Benefits and drawbacks of the LLC and LCC Resonant Power Supplies
The market requiring more efficiency in the areas of LED lighting, server farms, gate automation, battery chargers, vending machines, etc. is a widely known fact.
Besides the marketing driven requirements, many standards impose higher and higher efficiency targets.
This has led to a great revaluation of the LLC (and in some cases LCC) resonant topology in the last few years.
See a comparison between LLC and LCC here.
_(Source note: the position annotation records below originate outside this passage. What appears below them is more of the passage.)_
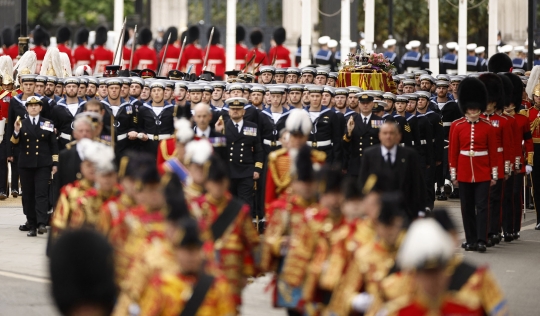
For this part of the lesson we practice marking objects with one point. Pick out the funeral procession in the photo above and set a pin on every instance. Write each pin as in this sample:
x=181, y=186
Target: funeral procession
x=269, y=157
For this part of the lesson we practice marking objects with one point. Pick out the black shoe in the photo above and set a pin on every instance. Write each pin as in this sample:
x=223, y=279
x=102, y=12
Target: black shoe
x=471, y=247
x=42, y=229
x=442, y=197
x=24, y=227
x=481, y=246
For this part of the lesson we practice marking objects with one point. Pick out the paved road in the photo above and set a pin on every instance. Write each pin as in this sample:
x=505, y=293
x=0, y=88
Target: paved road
x=24, y=284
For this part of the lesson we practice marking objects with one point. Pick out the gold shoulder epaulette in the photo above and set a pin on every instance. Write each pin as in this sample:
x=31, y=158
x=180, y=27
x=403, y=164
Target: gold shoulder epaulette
x=318, y=155
x=276, y=153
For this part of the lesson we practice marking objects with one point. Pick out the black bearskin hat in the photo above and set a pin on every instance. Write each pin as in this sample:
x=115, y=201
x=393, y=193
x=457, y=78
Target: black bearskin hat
x=499, y=62
x=145, y=36
x=174, y=35
x=215, y=38
x=256, y=37
x=7, y=37
x=517, y=89
x=82, y=271
x=472, y=94
x=193, y=33
x=101, y=35
x=63, y=35
x=494, y=88
x=280, y=35
x=240, y=34
x=41, y=37
x=82, y=36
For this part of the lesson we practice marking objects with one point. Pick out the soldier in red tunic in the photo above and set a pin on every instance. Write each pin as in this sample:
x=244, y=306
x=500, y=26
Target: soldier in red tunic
x=145, y=57
x=241, y=49
x=82, y=55
x=216, y=56
x=101, y=55
x=193, y=54
x=63, y=36
x=472, y=157
x=173, y=52
x=281, y=54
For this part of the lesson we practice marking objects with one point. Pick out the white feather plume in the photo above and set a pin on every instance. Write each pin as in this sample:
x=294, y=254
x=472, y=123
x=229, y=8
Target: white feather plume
x=52, y=63
x=533, y=81
x=426, y=240
x=26, y=65
x=184, y=131
x=66, y=64
x=199, y=151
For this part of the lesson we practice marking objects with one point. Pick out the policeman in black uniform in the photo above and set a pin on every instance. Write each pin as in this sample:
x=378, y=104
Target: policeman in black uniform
x=38, y=157
x=245, y=155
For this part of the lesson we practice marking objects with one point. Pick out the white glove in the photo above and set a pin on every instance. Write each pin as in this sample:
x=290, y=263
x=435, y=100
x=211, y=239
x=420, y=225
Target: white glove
x=361, y=302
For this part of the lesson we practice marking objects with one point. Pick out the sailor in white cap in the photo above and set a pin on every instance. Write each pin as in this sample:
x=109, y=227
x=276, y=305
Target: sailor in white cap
x=520, y=61
x=411, y=60
x=324, y=55
x=449, y=61
x=390, y=52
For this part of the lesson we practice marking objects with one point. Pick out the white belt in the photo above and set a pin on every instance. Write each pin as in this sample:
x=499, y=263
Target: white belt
x=473, y=153
x=271, y=143
x=65, y=136
x=320, y=144
x=158, y=137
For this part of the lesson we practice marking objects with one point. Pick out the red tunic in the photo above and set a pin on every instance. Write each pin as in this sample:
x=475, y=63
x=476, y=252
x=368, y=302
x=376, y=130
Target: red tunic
x=283, y=56
x=173, y=52
x=472, y=150
x=64, y=49
x=241, y=56
x=216, y=60
x=82, y=56
x=192, y=55
x=40, y=55
x=101, y=57
x=145, y=58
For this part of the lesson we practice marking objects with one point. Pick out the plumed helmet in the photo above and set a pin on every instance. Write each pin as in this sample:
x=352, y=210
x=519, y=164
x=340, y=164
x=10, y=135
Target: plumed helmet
x=256, y=37
x=280, y=35
x=82, y=36
x=240, y=33
x=494, y=88
x=499, y=62
x=193, y=34
x=145, y=36
x=472, y=94
x=63, y=35
x=101, y=35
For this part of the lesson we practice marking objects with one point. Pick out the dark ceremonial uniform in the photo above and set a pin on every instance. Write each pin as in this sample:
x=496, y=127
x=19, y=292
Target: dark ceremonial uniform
x=326, y=134
x=245, y=157
x=38, y=154
x=363, y=136
x=125, y=121
x=156, y=126
x=63, y=116
x=472, y=157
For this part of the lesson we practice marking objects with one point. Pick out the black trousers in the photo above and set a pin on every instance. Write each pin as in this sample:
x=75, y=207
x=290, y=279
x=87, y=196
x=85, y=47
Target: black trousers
x=243, y=189
x=517, y=205
x=495, y=201
x=474, y=210
x=507, y=208
x=536, y=181
x=35, y=184
x=3, y=165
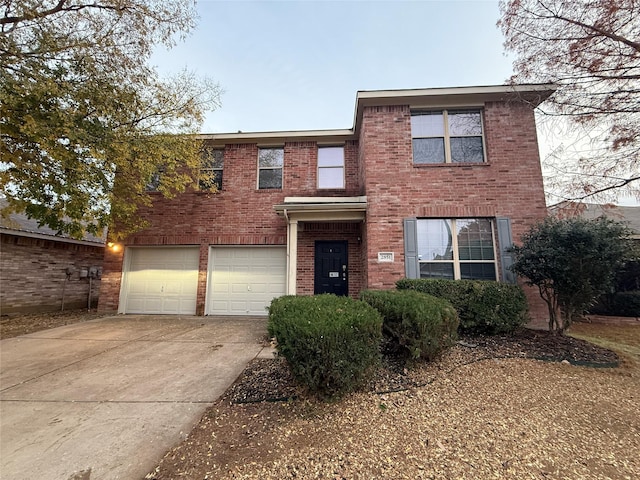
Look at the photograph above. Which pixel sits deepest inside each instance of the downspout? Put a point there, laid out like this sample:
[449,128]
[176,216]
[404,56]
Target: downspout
[286,216]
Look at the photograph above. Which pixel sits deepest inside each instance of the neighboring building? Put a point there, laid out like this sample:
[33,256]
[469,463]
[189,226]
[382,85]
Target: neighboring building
[428,182]
[42,271]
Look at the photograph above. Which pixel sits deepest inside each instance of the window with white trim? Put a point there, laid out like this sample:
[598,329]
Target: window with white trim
[211,168]
[447,136]
[330,167]
[270,163]
[462,248]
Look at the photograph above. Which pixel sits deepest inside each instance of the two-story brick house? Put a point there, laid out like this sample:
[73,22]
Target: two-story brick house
[428,183]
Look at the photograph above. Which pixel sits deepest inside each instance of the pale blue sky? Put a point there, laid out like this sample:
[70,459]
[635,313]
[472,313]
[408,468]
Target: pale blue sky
[297,65]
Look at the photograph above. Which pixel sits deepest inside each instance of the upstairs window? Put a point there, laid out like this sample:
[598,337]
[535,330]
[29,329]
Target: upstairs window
[270,163]
[153,183]
[456,249]
[211,168]
[331,167]
[447,136]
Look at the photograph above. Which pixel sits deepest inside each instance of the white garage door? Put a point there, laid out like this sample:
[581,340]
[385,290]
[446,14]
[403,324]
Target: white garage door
[160,280]
[244,280]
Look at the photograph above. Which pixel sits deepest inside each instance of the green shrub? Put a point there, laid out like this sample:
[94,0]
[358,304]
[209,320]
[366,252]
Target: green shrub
[423,324]
[330,343]
[483,307]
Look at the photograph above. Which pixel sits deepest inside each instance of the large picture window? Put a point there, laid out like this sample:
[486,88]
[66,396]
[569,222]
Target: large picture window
[447,136]
[270,163]
[331,167]
[456,249]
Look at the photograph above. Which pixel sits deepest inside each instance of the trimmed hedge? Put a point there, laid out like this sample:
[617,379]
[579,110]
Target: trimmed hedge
[484,307]
[330,343]
[422,324]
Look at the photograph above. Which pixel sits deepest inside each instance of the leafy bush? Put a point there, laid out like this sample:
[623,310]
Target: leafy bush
[483,307]
[623,304]
[572,261]
[424,325]
[329,342]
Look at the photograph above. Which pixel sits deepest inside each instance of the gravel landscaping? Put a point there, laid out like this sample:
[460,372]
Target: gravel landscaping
[488,408]
[523,406]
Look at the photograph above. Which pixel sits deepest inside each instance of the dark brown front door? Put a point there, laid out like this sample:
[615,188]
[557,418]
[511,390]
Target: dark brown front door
[331,268]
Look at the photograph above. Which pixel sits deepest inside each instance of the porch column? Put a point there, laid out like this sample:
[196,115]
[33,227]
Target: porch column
[292,256]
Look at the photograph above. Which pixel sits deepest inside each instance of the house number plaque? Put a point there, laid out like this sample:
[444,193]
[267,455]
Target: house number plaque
[385,257]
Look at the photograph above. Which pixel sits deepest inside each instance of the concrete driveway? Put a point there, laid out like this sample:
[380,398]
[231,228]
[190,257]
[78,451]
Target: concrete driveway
[105,399]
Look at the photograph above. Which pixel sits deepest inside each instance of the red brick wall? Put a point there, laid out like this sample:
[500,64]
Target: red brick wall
[33,277]
[508,185]
[240,214]
[378,165]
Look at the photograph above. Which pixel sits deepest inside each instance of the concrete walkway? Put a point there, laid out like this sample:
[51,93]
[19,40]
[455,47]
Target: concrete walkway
[105,399]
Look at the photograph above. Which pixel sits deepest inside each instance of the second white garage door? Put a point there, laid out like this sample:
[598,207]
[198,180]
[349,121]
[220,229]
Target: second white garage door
[160,280]
[244,280]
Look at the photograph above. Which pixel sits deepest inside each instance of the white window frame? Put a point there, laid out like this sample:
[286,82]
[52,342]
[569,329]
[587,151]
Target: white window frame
[206,168]
[454,246]
[331,167]
[281,168]
[447,137]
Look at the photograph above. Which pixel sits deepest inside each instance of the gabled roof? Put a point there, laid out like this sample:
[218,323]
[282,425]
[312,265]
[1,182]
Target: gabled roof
[533,94]
[21,225]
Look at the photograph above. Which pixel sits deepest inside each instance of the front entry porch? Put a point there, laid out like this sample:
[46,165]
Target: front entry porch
[325,244]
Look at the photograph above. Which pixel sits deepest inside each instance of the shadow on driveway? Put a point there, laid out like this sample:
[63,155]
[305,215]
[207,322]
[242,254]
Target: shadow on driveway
[105,399]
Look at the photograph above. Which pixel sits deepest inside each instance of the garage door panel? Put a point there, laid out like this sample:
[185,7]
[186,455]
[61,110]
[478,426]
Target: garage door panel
[244,280]
[161,280]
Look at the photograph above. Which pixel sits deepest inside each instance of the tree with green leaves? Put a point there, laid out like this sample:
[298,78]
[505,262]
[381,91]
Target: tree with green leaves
[591,50]
[572,262]
[80,106]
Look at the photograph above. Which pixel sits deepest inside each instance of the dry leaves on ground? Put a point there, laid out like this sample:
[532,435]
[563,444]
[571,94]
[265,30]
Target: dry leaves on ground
[480,411]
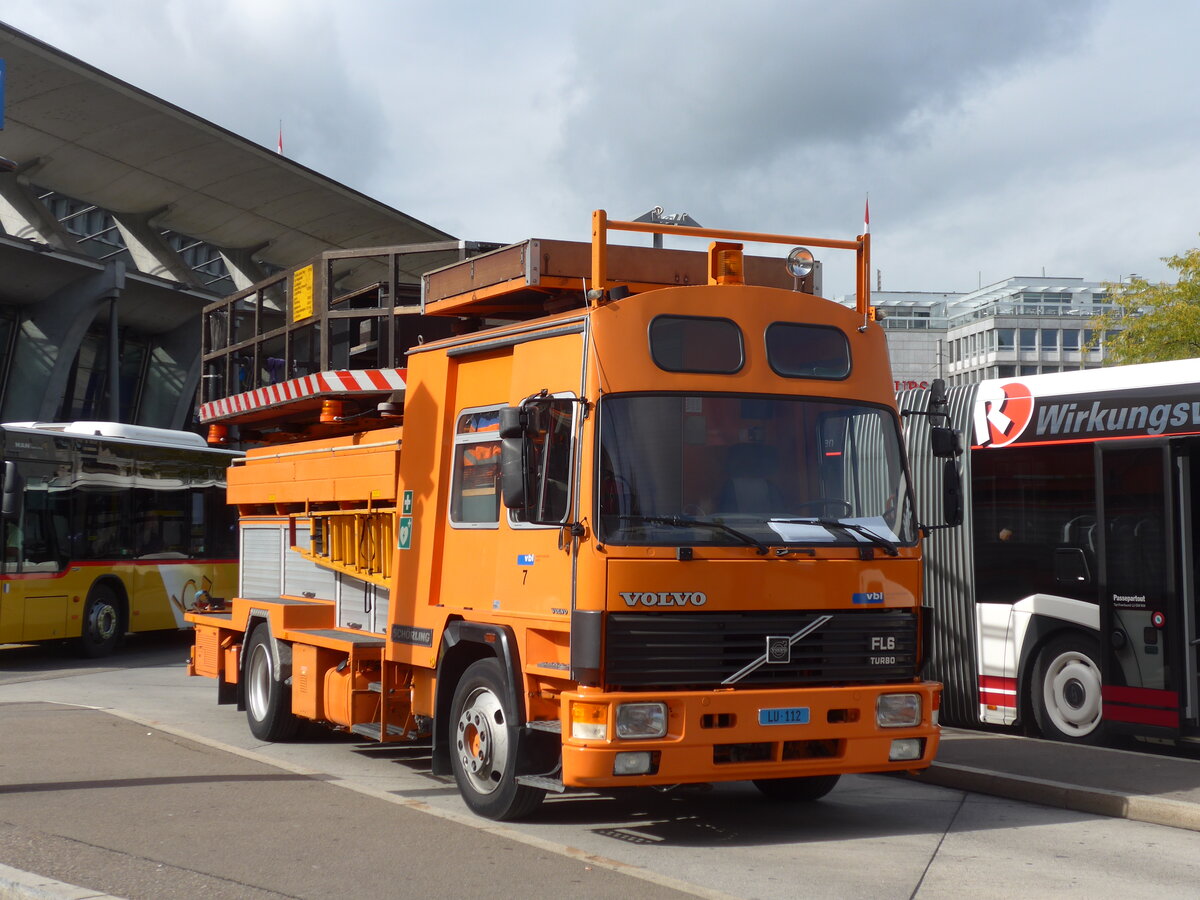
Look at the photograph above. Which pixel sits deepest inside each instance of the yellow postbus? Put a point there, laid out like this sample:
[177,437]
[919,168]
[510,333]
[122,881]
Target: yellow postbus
[108,529]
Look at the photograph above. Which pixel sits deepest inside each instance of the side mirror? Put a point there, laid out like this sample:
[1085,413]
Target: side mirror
[513,423]
[945,443]
[952,495]
[13,491]
[514,480]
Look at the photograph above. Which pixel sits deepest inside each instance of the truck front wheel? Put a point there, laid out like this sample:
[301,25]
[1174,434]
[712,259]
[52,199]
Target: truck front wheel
[483,747]
[268,699]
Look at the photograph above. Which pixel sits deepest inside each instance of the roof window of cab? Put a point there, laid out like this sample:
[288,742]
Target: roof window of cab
[798,351]
[696,343]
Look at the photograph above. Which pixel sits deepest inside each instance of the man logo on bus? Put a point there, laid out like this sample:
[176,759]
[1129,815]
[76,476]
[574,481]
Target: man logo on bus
[1001,413]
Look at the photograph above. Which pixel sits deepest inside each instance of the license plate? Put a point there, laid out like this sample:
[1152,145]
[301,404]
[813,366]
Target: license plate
[784,715]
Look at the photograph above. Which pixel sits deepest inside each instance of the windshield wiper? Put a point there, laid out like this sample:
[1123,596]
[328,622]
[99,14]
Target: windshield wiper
[685,522]
[889,547]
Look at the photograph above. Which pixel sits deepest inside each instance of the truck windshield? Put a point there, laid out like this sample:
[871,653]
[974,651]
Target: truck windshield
[750,471]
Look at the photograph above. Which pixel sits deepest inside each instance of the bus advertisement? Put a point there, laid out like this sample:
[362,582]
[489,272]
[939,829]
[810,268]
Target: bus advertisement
[108,529]
[1067,603]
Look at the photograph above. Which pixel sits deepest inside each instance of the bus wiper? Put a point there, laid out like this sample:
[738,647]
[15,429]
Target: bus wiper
[889,547]
[685,522]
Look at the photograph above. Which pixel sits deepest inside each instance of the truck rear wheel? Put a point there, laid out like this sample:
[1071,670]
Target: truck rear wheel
[268,699]
[483,747]
[810,787]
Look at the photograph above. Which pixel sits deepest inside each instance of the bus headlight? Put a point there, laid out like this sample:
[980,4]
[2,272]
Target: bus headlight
[898,711]
[641,720]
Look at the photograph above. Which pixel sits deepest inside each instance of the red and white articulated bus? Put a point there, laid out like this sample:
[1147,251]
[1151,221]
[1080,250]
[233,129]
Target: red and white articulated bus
[1067,601]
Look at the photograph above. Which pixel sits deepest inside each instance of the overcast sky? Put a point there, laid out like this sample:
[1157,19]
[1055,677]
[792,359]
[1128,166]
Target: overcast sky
[994,138]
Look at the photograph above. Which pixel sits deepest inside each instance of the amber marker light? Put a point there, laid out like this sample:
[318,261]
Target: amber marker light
[725,263]
[589,721]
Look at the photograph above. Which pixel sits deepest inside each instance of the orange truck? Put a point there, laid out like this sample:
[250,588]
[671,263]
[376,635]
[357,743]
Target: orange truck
[628,516]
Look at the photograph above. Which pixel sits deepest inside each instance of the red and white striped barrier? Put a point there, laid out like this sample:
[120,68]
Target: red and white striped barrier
[322,385]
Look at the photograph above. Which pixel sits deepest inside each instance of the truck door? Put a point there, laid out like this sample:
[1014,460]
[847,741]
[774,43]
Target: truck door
[1141,615]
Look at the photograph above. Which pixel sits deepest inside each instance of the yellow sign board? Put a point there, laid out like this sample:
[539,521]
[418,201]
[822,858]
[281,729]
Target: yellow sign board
[301,293]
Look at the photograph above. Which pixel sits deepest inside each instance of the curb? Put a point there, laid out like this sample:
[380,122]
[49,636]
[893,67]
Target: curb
[17,885]
[1139,808]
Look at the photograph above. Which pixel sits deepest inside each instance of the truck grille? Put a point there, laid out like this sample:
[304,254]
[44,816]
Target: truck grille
[703,648]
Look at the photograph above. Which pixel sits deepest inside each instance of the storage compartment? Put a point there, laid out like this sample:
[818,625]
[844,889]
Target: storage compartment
[349,697]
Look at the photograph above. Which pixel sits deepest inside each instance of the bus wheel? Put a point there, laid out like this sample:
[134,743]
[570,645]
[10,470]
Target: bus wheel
[1067,703]
[268,700]
[483,749]
[101,623]
[811,787]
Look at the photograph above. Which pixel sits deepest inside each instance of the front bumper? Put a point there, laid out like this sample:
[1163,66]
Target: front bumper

All the major active components manufacturers on the SMPS market have therefore developed controllers allowing the realization of high efficiency converters with low EMI emissions, with a particularly low circuit complexity.
Advantages
- Referred to 24Vdc output, 95-96% LLC stage typical efficiency with low-cost design; up to 98% with synchronous rectification;
- with correctly designed magnetic components, the design is very quick and simple;
- high frequency current waveforms are quasi-sinusoidal, with a very limited harmonic content compared to other topologies;
- ZVS (Zero Voltage Switching) of MOSFETs enables a dramatic reduction in power loss, heatsink size, component stress and EMI, which are among the most hostile design problems;
- possibility of low power consumption at light-load/standby using the burst mode and PFC stop features implemented in many controllers;
- high peak power easily achievable even with small dimensions; as an example, our transformer with dimensions equal to the common EF25 size can easily reach 500-1000Wpk;
- as a result of the previous points, LLC and LCC power supplies have smaller size and considerably reduced thermal and EMI problems, compared to other topologies;
- for applications sensitive to common-mode current injection through the transformer (i.e. Isolated IGBT and SiC driver supply), the best-in-class primary/secondary capacitance is attained.
Critical issues
- Optimal designing of the SMPS must necessarily consider also the constraints linked to magnetic components, otherwise it may result in a considerable efficiency reduction;
- the definition of the optimized integrated transformer requires specific skills;
- the necessity of 2 MOSFETs (half bridge) compared to the single MOSFET in flyback converters;
- slightly more expensive controller compared to a flyback converter, but thanks to the lower spending for heatsinks, EMC filter, more compact transformer, etc., the total cost is low for powers exceeding 40-50W.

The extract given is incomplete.